Somehow there's something just not scary enough about aliens in a dinner suit. Maybe they just remind me of how silly the Jagaroth looked in City Of Death, but so far, the Silence ain't doing it for me, just as the Human Dalek failed to affect my bladder-control in Daleks In Manhattan. It was very lurid the way the creature annihilated that woman in the lavatory though, and oddly chilling how even that sight just vanished from Amy's memory as soon as she was out of the door. The ending, with Amy apparently shooting a little girl in a spacesuit (possibly the future self of her unborn child? Perhaps) was rather shocking as well. I guess this episode certainly delivers in terms of startle-value, so we can't complain it's ever dull. Does it count as a cliffhanger though, seeing none of the regulars are definitively in danger? Yeah I'd say so. A moral cliffhanger is as valid as a physical one.

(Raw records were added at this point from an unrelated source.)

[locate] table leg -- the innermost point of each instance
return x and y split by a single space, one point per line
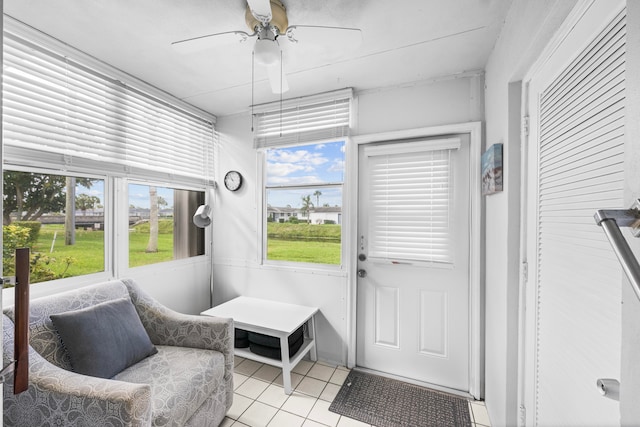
312 335
286 364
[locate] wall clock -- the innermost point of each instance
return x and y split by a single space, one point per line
233 180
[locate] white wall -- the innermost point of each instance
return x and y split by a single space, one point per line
528 28
237 267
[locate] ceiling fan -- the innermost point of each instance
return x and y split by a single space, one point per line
268 23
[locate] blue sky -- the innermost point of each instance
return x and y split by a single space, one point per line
139 195
307 164
300 165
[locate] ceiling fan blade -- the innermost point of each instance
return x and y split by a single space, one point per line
261 10
337 37
277 79
210 41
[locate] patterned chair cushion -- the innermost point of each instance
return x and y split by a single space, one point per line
181 380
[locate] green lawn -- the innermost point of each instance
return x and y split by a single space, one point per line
88 252
304 242
305 251
286 242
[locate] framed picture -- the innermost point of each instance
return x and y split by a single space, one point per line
492 170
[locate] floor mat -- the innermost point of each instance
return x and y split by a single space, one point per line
386 402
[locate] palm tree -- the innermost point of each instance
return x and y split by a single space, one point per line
152 246
306 205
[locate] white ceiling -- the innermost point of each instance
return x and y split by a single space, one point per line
403 41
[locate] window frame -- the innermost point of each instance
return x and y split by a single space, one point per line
330 269
17 157
123 229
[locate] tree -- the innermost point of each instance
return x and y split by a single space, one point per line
30 195
307 204
152 246
70 212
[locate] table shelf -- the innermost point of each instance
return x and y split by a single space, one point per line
293 360
275 319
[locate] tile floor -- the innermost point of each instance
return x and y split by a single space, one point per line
260 401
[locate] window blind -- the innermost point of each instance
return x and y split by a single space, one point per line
315 118
55 108
409 201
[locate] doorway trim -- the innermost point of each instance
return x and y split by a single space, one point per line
476 310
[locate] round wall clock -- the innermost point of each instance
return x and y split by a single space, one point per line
233 180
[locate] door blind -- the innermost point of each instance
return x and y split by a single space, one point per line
56 106
409 202
580 170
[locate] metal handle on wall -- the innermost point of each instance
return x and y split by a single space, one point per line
611 221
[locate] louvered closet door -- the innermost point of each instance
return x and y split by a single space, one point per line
577 153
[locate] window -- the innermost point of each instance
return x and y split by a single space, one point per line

Possible bloopers; this incarnation of River appears, from what she says to Rory, to be younger than the one at the end of the last season, and yet she also seems to remember the business with the Pandorica. Also, she discusses the business of the Doctor's regeneration being interrupted. Amy and Rory seem to know what she's talking about, but they've never seen the Doctor regnerate before. Not necessarily a contradiction, but it does rather go against the grain; in the past, the Doctor has never really talked to companions about his power to regenerate unless they've seen it happening.
To sum up; not brilliant, but very, very absorbing, and as I say, it earns a bonus point for finally plucking up the courage to break series formula. In its own right, 7 out of 10. In this context, it just barely scrapes an 8.